Every town, district and suburb has their story which today is our memory and our identity. There is the iconography of the emu plumes in the slouch hat of Australian Light Horse and the Hunter River Lancers who have served Australia since the Boer War with a detachment mustered from the towns around Tamworth.

We, as a nation, are blessed that there is no fascination of the historical turmoils of a civil war, as we have remained with a peace within our shores which is a peculiarity to only a few countries and no other continents.

Families, though, treasure the knowledge of forebears who served where the requirement was to seek out and close with the enemy.

For me, my thoughts on this day naturally rest with those of my family who have served and for those on my paternal grandmother’s side who have passed away.

Specifically I will also think of Corporal Scott Smith and Sapper James Martin. I will remember Private Robert Poate, Lance Corporal Stjepan Milosevic, Lance Corporal Mervyn McDonald, Private Nathanel Galagher and Sergeant Blaine Diddams.

I will think of their families their partners, wives and children. I will feel a sense of guilt that they have lost but I have benefited because I stayed at home with my wife and kids.

3 Responses to “Barnaby On ANZAC Day”

  1. Jackson April 25, 2013 at 9:15 am #

    ‘ The Untold History of the US’ by Oliver Stone is now on pay TV.It is an epic 10 part series which looks at what has been omitted from our history to cover up the truth.

    The war reparations of WW1 imposed by the rest if the West drove Germany into abject poverty which in turn allowed the rise of Hitler and his aggressive nationalism.

    General Smedly Butler, “War is a racket “. A few people make a lot of money out of manufacturing and selling arms, financing our Govts to fight them, as well as stealing the resources / energy.

    • The Blissful Ignoramus April 25, 2013 at 9:54 am #

      Thanks Jackson, will chase that up. Agree completely your comments.

  2. Kevin Moore April 25, 2013 at 12:00 pm #

    I have great respect for the motives and courage of those whose heart said – I must go and fight and lay down my life possibly in defence of my country. If only those same brave people could be given the knowledge we now have and return to fight the present battle.

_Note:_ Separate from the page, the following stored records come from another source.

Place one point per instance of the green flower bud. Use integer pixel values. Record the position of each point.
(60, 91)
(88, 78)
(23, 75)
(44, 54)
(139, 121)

    In THE FULFILLMENT OF THE PROPHECIES [1923]

    ” 7.Thanks to the terrible power of this Bank Jews have forced Christians into wars without number, culminating in the Great War. Wars have this special value for Jews that Christians massacre each other and make more room for the Chosen People. Moreover, as Werner Sombart truly says, “Wars Are The Jews Harvests.” The Jews Bank grows fat on the wars of Christians….”

    http://rickrozoff.wordpress.com/2013/03/22/aldous-huxley-shifting-peoples-attention-in-world-where-war-making-remains-an-almost-sacred-habit/

    “…….There is also another way in which the preparation for war is useful to the holders of centralized political power. When things go badly at home, when popular discontent becomes inconveniently articulate, it is always possible, in a world where war-making remains an almost sacred habit, to shift the people’s attention away from domestic to foreign and military affairs. A flood of xenophobic or imperialistic propaganda is released by the government-controlled instruments of persuasion, a “strong policy” is adopted toward some foreign power, an appeal for “national unity” (in other words, unquestioning obedience to the ruling oligarchy) is launched, and at once it becomes unpatriotic for anybody to voice even the most justifiable complaints against mismanagement or oppression. It is difficult to see how any highly centralized government could afford to dispense with militarism and the threat of foreign war.”